Yomoni : investissez mieux !

Chaque lundi, notre Directeur de Gestion analyse et commente les marchés financiers. Quelle est la situation sur la semaine passée ? Quelles actualités faut-il retenir ?


Source : @Bloomberg LP

Macroéconomie

En zone euro, la consommation a continué à ralentir en janvier, sous l’effet de la nouvelle vague de contaminations au Covid-19 et la diffusion du variant Omicron. L’indice PMI des services a en effet affiché un niveau de 51,2 contre 53,1 en décembre. Le ralentissement a été particulièrement marqué en France. L’activité a, en revanche, accéléré dans l’industrie, tirée notamment par l’Allemagne. La résorption partielle des goulets d'étranglement dans les chaînes d'approvisionnement a en effet permis au secteur industriel allemand d'enregistrer en janvier sa croissance la plus soutenue en cinq mois L’indice PMI manufacturier s’est établi à 59,0 contre 58,0 en décembre. Par ailleurs, l’institut IFO a fait état d’un climat des affaires en Allemagne en amélioration en janvier pour la première fois en sept mois grâce, là aussi, à une légère diminution des tensions dans les chaînes d'approvisionnement. L'indice a rebondi à 95,7 contre 94,8 en décembre.
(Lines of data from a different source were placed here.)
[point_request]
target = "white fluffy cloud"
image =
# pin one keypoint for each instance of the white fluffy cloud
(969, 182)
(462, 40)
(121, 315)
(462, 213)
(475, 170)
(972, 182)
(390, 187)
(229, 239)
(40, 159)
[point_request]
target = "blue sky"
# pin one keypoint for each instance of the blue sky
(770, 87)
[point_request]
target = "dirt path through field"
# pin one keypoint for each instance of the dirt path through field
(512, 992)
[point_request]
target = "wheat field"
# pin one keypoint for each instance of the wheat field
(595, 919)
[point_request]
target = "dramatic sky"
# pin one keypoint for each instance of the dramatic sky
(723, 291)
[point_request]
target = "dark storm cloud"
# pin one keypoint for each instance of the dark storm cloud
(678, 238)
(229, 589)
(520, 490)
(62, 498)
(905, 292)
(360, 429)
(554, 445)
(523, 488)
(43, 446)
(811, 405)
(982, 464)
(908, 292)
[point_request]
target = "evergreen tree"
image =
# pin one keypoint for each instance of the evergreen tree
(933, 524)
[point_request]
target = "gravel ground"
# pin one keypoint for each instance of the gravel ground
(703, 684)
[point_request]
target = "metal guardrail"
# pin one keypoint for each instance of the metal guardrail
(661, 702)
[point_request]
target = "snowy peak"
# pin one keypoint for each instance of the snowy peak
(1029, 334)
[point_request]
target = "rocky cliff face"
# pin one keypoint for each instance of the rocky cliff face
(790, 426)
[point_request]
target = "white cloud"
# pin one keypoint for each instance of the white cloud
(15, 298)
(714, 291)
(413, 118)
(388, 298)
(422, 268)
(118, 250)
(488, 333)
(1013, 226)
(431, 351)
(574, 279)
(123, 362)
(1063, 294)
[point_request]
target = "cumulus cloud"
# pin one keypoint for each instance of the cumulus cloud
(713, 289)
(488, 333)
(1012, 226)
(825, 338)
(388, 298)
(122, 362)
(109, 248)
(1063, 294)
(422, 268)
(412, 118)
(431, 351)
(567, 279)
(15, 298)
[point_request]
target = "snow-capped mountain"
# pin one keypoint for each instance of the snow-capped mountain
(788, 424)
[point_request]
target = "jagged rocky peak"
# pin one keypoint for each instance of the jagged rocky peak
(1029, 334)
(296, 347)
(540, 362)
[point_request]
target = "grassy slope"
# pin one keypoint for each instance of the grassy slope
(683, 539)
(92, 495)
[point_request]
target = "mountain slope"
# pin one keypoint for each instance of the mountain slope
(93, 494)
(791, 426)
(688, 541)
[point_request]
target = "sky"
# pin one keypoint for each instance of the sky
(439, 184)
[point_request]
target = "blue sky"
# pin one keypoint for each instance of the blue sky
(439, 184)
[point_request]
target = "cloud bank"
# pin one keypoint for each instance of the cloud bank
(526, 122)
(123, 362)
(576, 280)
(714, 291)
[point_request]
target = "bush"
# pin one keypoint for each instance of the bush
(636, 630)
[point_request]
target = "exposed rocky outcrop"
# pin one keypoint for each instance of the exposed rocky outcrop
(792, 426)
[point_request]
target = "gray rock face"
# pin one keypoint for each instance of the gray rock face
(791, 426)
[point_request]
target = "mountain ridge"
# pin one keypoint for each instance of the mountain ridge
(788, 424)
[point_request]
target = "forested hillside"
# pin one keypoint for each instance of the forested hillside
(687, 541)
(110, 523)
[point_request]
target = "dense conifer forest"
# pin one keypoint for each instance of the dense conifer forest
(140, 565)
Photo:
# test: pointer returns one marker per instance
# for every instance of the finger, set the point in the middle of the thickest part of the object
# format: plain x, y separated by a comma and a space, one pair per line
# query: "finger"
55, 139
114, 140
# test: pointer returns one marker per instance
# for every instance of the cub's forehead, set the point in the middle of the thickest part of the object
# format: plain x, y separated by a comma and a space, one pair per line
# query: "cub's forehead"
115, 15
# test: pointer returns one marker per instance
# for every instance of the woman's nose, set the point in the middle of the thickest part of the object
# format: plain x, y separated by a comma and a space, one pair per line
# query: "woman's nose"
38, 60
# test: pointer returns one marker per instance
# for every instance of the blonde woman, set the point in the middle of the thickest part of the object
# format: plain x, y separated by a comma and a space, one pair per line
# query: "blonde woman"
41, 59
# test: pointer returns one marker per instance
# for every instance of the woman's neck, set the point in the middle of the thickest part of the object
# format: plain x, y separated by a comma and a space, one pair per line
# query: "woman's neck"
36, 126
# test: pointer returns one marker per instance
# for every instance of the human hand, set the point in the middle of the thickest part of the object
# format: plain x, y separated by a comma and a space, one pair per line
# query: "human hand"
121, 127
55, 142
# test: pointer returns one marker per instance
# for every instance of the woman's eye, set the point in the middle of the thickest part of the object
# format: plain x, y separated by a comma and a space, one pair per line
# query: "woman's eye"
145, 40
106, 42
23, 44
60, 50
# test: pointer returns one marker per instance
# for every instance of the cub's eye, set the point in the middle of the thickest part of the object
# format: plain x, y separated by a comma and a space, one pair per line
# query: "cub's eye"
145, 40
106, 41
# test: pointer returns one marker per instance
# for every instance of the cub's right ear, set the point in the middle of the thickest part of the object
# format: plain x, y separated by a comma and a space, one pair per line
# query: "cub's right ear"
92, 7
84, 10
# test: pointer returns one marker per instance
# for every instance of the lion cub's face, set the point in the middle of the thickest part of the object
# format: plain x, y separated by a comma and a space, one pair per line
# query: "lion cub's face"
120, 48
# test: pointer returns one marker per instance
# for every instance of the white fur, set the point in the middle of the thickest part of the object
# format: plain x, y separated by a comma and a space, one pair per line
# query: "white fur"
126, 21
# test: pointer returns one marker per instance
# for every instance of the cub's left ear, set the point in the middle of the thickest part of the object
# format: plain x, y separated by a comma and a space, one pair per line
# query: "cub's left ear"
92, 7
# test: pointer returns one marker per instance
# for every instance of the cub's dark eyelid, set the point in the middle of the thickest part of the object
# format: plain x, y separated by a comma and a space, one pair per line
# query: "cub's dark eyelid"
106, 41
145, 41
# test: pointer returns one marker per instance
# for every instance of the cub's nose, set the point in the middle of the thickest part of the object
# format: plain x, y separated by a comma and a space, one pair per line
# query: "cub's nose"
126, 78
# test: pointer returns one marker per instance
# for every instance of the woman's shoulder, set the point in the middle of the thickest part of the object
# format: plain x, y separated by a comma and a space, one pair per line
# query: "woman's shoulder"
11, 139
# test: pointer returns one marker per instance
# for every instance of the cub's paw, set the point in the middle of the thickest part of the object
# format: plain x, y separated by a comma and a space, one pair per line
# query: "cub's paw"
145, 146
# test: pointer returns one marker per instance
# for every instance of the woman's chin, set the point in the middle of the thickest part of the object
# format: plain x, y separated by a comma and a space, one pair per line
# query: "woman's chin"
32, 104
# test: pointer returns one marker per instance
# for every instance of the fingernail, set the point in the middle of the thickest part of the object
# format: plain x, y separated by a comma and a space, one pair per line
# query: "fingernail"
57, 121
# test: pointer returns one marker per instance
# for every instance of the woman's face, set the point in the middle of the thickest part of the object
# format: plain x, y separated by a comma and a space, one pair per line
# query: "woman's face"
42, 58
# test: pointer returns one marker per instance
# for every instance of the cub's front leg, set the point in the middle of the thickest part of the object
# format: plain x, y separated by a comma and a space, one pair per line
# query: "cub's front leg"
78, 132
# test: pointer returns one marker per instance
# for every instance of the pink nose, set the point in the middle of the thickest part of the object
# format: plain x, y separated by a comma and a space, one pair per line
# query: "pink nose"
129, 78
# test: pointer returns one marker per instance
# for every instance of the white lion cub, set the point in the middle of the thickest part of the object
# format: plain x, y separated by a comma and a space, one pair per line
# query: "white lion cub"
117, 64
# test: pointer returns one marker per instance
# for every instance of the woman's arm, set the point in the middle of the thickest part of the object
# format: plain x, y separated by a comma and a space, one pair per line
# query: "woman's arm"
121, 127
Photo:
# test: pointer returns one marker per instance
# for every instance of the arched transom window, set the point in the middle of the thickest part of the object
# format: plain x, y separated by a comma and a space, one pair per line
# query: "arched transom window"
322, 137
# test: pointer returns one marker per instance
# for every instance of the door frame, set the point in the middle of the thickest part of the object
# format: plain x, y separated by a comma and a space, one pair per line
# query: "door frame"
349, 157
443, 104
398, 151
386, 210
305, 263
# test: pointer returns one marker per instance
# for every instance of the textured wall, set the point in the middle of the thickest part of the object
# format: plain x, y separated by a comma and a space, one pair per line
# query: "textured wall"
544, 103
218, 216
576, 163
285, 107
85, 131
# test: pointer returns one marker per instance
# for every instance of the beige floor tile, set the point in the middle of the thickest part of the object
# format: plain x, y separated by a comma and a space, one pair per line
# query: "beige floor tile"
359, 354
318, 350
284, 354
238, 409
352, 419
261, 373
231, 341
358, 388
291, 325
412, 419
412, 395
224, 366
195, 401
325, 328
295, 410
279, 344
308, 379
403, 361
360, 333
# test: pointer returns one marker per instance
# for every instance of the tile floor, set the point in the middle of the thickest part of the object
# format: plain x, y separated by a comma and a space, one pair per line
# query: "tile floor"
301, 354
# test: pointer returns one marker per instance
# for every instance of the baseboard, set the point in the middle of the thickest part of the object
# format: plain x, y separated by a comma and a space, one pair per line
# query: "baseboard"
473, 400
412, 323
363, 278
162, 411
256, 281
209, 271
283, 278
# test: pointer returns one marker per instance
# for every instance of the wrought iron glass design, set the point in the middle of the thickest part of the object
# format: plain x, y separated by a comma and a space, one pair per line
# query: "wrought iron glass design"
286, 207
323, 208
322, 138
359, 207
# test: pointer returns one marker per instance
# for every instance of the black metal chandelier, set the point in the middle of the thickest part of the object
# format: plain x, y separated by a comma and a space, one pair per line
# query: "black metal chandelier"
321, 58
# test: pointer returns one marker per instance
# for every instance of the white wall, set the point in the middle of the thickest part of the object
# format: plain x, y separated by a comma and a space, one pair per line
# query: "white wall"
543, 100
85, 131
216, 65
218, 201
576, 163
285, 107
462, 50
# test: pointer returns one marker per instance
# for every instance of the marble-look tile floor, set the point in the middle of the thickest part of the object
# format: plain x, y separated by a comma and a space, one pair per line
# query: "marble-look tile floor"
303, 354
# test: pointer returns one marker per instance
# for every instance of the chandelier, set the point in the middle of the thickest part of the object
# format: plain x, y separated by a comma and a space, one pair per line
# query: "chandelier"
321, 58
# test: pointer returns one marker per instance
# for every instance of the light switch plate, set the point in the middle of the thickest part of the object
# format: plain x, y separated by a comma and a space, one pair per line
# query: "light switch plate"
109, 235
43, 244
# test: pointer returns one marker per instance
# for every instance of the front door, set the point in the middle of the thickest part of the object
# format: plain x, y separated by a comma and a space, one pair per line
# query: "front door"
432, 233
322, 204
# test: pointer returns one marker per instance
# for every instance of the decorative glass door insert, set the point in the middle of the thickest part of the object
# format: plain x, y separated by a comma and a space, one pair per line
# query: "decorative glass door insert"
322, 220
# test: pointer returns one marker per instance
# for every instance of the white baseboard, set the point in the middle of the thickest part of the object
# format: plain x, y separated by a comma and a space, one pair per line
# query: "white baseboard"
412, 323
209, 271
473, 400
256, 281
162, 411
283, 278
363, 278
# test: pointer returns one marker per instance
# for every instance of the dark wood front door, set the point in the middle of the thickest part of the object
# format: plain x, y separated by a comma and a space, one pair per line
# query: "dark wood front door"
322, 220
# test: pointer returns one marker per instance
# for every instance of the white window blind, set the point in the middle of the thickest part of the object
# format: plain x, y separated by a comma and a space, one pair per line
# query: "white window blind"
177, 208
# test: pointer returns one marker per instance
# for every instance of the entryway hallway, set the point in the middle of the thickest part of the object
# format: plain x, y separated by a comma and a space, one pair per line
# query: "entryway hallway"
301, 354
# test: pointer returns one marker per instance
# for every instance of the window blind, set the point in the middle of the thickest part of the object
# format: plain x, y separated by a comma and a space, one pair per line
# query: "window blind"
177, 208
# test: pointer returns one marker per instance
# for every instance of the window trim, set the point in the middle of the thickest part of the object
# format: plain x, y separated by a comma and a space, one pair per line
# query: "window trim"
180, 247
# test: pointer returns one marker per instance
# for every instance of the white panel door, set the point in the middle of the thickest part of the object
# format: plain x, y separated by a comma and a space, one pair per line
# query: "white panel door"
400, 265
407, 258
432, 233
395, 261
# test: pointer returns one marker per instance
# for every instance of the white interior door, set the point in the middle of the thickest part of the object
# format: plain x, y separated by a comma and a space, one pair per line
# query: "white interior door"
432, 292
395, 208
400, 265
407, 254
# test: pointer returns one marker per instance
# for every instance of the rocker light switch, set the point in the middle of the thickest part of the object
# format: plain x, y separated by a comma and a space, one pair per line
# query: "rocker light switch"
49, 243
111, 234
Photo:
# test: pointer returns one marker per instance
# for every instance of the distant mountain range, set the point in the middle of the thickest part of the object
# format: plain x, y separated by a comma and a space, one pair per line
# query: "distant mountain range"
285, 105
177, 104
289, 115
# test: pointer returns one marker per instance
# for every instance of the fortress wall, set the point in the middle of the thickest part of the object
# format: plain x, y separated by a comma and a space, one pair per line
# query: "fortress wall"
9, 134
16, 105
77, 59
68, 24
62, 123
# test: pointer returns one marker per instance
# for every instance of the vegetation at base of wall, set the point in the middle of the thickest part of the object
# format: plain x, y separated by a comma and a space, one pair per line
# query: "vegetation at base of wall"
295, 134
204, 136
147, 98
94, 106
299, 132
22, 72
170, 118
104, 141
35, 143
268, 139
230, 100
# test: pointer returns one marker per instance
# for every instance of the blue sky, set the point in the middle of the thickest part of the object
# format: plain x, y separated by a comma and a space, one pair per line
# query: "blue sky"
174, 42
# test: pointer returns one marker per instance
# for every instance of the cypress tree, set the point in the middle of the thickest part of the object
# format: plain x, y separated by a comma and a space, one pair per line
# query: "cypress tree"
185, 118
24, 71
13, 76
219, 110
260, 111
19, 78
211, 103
Les économistes anticipaient 94,7

Aux Etats-Unis, la croissance du PIB s’est accéléré au quatrième trimestre et a été nettement plus forte qu’attendue. Le PIB s’est en effet accru de 6,9% contre 2,3% le trimestre précédent et 5,5% attendus. En revanche, l’activité a significativement ralenti en janvier, que ce soit dans l’industrie (avec un PMI manufacturier à 55,0 contre 57,7 le mois dernier) ou les services (avec un PMI des services à 50,9 contre 57,6 en décembre). L’enquête signale notamment des pénuries importantes de main d'œuvre liée à la vague Omicron et qui impactent l’activité.

Politiques monétaires

La FED a laissé ses taux inchangés, comme prévu. Mais son communiqué post-comité indique qu’il sera « bientôt approprié » de relever les taux d’intérêt. Les investisseurs s’attendent désormais à une première hausse des taux dès le mois de mars. La FED n’a pas écarté la possibilité d’une accélération du cycle de resserrement monétaire et annoncé que le processus de réduction de la taille du bilan débuterait peu après le premier relèvement des taux. Les investisseurs avaient anticipé une hausse des taux de la Fed en mars, et plusieurs autres hausses dans l'année, ils ne s'attendaient pas à un ton aussi agressif de la part de la Banque centrale américaine. La possibilité d'un relèvement des taux à chaque réunion de la Réserve fédérale n'est plus exclue.

Contexte géopolitique

Les tensions en Ukraine continuent d’inquiéter les investisseurs. Des sanctions contre la Russie venant des Etats-Unis et de l’union européenne auraient un impact limité sur la croissance mondiale vu le poids négligeable du PIB de la Russie dans le PIB mondial. Elles pourraient en revanche mettre des pressions supplémentaires sur les prix de l’énergie, la Russie tétant le 3ème exportateur mondial de pétrole, et le 2ème exportateur de gaz naturel.

Performances

Les marchés sont restés très volatils, les investisseurs étant partagés entre les craintes inflationnistes (et un éventuel mauvais calibrage des politiques monétaires) et les bons résultats d’entreprise. Après de fortes variations sur la semaine, les actions internationales ont clôturé en baisse de 1,1%, avec une nette surperformance des valeurs technologiques (+0,8%) qui ont notamment bénéficié des résultats records de Microsoft et Apple.